Tricia was preparing for her daughter’s 6th birthday party. Though she didn’t cook often, she decided to make spaghetti sauce from scratch. The sauce was important to her family; it was her late mother’s recipe and a childhood favorite.
While at the grocery store struggling to figure out where to locate the correct ingredients, she was reminded why she doesn’t cook. Was a stalk of celery just one piece, or the whole thing? And the oregano—was it dried and ground or fresh?
March is National Nutrition Month, the perfect time to remember that many clients aren’t as familiar with recipe reading, cooking, and shopping as dietitians are and often won’t speak up to let you know. Cooking at home can challenge the patience of all cooks, novice to advanced.
Make sure clients understand standard information found on recipes, some of which include the following:
- Eggs, unspecified, mean large eggs.
- Sugar, not specified, means white sugar.
- Herbs are generally called for in dried form.
- Flour, not specified, means all-purpose white flour.
- The word divided, listed after an ingredient, means that ingredient is used in two or more parts of the recipe.
Besides these standards of recipe reading, there are other ways to help save your clients time in the kitchen. Offer these 10 tips to help their next meal come together with ease.
- Read the full recipe. Before starting, always read through the entire recipe at least twice. It saves time in the end.
- Watch punctuation. Punctuation in a recipe gives direction. Follow the guidance of the comma. For example, “1 cup chopped nuts” isn’t the same as “1 cup nuts, chopped.” In the first instance, prechopped nuts are measured. In the second, whole nuts are measured and then chopped.
- Note differences in measurements. Ounces and fluid ounces are not the same—one measures weight, the other volume. For example, 3/4 cup of flour isn’t the same as 6 oz of flour. If a recipe calls for ounces, be sure to weigh the ingredient.
- Get out supplies before starting. Gather measuring cups, spoons, mixing bowls, baking pans, and any other needed equipment in the beginning; this saves time and enables the process to go more smoothly.
- Gather ingredients. In addition to the equipment, get out all of the ingredients called for in a recipe before starting. It’s best to know right away if you don’t have enough flour for the recipe. This also helps the recipe come together more quickly.
- Know the difference between simmer and boil. Simmering means that a bubble breaks the surface of the liquid every second or two. Boiling means more vigorous bubbling. Knowing the difference between the two is very important for the quality of a recipe.
- Ensure the pan is hot enough. Food will stick to the pan if it isn’t hot enough. Clients can test this by flicking a few drops of water onto the pan; if the water sizzles, the pan is hot.
- Leave food alone. While food is cooking, don’t turn, poke, or flip. For example, breaded chicken won’t develop a nice crust until it’s allowed to cook, undisturbed, according to the directions.
- Use a meat thermometer.

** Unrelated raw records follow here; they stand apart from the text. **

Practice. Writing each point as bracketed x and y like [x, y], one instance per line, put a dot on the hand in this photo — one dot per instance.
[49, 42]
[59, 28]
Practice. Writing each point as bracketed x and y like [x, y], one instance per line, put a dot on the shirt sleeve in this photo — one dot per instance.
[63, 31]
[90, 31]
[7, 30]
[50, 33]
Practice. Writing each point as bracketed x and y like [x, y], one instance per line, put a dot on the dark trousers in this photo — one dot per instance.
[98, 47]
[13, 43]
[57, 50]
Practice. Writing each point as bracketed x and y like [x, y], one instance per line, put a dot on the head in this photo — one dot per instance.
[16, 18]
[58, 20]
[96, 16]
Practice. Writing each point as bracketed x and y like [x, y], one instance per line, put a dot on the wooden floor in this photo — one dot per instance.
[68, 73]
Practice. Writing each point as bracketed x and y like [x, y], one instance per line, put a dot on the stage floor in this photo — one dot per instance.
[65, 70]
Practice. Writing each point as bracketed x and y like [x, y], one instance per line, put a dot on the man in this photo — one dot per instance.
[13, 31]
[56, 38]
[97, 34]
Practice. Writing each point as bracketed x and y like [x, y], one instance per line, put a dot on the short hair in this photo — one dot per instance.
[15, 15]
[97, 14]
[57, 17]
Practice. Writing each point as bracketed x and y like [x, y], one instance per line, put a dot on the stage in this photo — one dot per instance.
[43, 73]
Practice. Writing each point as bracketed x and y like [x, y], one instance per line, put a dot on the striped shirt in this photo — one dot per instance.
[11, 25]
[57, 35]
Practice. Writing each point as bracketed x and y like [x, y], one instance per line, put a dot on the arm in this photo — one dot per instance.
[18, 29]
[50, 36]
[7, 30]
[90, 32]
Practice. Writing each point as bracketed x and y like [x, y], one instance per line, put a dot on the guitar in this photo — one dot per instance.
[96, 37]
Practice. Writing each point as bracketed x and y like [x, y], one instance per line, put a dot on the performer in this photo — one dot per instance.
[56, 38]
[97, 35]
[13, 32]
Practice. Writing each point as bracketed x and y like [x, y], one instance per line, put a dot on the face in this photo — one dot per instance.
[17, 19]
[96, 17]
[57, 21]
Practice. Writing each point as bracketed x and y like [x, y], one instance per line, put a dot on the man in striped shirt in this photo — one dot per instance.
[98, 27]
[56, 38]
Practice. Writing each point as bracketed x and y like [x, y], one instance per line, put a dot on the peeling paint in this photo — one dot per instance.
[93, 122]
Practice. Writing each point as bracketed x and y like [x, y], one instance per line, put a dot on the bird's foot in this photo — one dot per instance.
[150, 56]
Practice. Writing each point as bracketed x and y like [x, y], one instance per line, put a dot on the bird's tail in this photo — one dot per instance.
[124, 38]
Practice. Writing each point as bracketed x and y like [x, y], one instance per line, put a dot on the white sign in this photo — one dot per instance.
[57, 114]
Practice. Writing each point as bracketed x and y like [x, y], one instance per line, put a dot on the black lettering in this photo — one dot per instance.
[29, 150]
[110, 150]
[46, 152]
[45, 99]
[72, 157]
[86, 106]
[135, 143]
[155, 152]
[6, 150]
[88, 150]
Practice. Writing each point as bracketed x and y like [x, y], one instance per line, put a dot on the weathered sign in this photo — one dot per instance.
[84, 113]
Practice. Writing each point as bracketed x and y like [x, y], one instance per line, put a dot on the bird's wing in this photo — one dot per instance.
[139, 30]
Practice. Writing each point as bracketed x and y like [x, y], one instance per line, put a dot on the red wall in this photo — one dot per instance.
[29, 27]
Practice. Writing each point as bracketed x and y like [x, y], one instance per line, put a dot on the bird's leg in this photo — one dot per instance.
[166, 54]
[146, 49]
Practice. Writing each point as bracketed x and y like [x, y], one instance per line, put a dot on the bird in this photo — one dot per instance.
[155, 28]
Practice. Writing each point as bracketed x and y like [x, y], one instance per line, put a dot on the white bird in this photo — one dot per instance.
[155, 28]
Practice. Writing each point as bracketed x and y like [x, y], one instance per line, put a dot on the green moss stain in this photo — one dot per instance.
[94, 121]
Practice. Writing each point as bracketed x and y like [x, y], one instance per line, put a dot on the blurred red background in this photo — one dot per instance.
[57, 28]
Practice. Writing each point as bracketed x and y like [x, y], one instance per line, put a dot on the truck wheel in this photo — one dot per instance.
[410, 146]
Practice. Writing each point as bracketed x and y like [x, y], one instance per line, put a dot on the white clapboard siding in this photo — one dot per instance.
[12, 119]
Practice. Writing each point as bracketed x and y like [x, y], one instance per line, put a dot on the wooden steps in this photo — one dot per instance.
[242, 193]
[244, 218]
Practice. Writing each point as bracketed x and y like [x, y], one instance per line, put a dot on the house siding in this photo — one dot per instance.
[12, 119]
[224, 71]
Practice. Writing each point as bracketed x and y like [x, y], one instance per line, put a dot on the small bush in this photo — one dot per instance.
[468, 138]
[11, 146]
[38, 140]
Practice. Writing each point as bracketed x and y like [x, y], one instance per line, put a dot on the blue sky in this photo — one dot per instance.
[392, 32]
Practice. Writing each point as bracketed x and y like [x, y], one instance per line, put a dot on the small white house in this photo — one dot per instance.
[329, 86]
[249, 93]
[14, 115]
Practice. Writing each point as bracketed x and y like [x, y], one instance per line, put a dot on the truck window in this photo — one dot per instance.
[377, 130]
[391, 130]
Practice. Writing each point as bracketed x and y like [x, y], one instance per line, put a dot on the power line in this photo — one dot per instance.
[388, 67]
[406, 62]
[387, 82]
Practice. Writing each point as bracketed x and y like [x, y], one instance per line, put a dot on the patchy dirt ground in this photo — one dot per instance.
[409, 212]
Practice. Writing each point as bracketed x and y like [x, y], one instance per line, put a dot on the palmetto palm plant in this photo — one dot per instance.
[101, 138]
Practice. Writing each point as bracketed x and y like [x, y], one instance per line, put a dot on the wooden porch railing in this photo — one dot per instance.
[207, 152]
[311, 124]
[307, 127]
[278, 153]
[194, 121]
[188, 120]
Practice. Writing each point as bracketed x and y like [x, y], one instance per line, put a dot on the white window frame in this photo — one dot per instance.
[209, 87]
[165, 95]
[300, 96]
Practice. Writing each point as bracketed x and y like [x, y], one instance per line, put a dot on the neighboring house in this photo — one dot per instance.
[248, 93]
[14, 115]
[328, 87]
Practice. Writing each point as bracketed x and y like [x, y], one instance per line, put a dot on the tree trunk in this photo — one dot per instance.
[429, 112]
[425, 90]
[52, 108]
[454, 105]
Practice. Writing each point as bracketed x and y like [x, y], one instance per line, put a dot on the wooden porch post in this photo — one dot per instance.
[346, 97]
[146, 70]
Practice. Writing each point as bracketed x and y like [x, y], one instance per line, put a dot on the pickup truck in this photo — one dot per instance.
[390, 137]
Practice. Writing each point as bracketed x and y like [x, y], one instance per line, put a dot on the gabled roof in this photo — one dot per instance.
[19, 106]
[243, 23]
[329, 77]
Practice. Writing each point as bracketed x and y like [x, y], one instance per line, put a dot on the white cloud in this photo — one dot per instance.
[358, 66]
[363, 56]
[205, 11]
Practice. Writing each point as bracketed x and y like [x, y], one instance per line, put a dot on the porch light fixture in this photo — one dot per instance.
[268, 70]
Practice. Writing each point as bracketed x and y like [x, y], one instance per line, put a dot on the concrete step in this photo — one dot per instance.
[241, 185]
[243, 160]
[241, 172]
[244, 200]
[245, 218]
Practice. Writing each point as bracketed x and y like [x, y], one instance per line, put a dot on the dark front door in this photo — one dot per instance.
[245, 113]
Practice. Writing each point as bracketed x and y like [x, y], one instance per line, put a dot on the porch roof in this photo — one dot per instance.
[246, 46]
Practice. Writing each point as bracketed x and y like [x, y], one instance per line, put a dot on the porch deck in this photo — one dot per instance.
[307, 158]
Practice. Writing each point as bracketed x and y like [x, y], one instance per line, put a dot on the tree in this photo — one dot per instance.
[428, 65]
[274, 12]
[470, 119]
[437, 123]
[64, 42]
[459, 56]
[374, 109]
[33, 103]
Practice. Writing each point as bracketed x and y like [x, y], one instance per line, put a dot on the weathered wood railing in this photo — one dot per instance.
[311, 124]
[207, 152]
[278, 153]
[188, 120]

When cooking meat, the quickest way to improve cooking skills is to use a thermometer. This ensures meat is cooked to the correct temperature and isn’t over- or undercooked.

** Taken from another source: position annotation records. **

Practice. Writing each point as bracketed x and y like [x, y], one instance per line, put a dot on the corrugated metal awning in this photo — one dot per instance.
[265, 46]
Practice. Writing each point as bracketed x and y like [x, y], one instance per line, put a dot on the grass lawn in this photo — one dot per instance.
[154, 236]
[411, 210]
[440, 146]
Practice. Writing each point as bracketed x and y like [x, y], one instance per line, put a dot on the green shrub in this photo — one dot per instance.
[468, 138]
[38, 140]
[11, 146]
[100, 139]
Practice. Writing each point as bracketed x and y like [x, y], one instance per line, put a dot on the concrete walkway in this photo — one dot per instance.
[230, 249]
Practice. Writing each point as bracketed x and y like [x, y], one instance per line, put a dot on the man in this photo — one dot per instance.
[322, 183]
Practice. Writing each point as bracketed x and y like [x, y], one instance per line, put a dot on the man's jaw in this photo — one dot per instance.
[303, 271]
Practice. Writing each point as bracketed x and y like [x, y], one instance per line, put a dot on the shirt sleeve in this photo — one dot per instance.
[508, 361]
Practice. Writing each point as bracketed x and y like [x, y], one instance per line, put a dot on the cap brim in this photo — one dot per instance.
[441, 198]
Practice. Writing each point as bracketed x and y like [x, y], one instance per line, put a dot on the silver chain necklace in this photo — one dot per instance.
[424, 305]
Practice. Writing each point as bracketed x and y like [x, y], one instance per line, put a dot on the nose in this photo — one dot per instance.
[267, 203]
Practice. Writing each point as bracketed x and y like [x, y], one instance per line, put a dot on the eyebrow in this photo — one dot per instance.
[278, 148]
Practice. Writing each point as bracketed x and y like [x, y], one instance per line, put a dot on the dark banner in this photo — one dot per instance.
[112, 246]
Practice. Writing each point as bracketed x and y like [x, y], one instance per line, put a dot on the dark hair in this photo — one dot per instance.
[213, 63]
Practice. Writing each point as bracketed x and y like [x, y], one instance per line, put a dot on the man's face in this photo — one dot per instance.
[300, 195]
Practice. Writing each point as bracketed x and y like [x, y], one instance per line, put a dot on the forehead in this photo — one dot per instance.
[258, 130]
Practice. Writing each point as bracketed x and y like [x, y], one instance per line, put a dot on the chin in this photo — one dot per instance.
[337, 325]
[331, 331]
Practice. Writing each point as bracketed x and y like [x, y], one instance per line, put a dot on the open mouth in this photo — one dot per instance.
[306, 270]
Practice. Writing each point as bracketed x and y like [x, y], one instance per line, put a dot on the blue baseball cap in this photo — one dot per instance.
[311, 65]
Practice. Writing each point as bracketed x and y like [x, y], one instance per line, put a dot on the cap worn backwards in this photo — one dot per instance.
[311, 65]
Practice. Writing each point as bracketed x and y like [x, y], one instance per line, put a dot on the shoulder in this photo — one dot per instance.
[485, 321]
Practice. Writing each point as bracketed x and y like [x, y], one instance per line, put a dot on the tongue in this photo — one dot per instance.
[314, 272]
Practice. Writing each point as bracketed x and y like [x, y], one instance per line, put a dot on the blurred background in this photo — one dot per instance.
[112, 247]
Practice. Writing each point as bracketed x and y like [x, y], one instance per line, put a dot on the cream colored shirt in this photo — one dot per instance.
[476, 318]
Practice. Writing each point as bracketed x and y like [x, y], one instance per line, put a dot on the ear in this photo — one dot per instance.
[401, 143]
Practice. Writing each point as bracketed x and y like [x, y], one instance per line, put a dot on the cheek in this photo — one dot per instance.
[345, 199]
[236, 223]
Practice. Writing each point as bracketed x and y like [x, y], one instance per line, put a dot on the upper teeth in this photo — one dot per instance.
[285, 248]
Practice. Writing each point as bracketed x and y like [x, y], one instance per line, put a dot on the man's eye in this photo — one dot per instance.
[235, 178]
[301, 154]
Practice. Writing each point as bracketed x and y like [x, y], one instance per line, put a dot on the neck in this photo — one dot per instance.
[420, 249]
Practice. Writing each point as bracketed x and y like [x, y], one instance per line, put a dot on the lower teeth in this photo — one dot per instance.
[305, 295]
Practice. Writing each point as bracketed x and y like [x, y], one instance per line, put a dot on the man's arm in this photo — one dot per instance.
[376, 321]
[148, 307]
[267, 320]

- Pay attention to cooking instructions. Many times, cooking instructions will include phrases such as to cook until “golden brown,” “a knife inserted comes out clean,” or “spices are fragrant.” Make sure to use these clues along with the cook time. These can be more valuable than a timer alone.
These cooking basics can make a huge different to those who are timid in the kitchen. While Tricia was frustrated about her cooking experience, her sauce turned out great, even with her addition of the entire head of celery. She learned if you don’t get them exactly right, some recipes turn out all right anyway.
How do I know? Tricia is my sister-in-law, and I got to celebrate with her that day! What would you add to this list to be more efficient in the kitchen?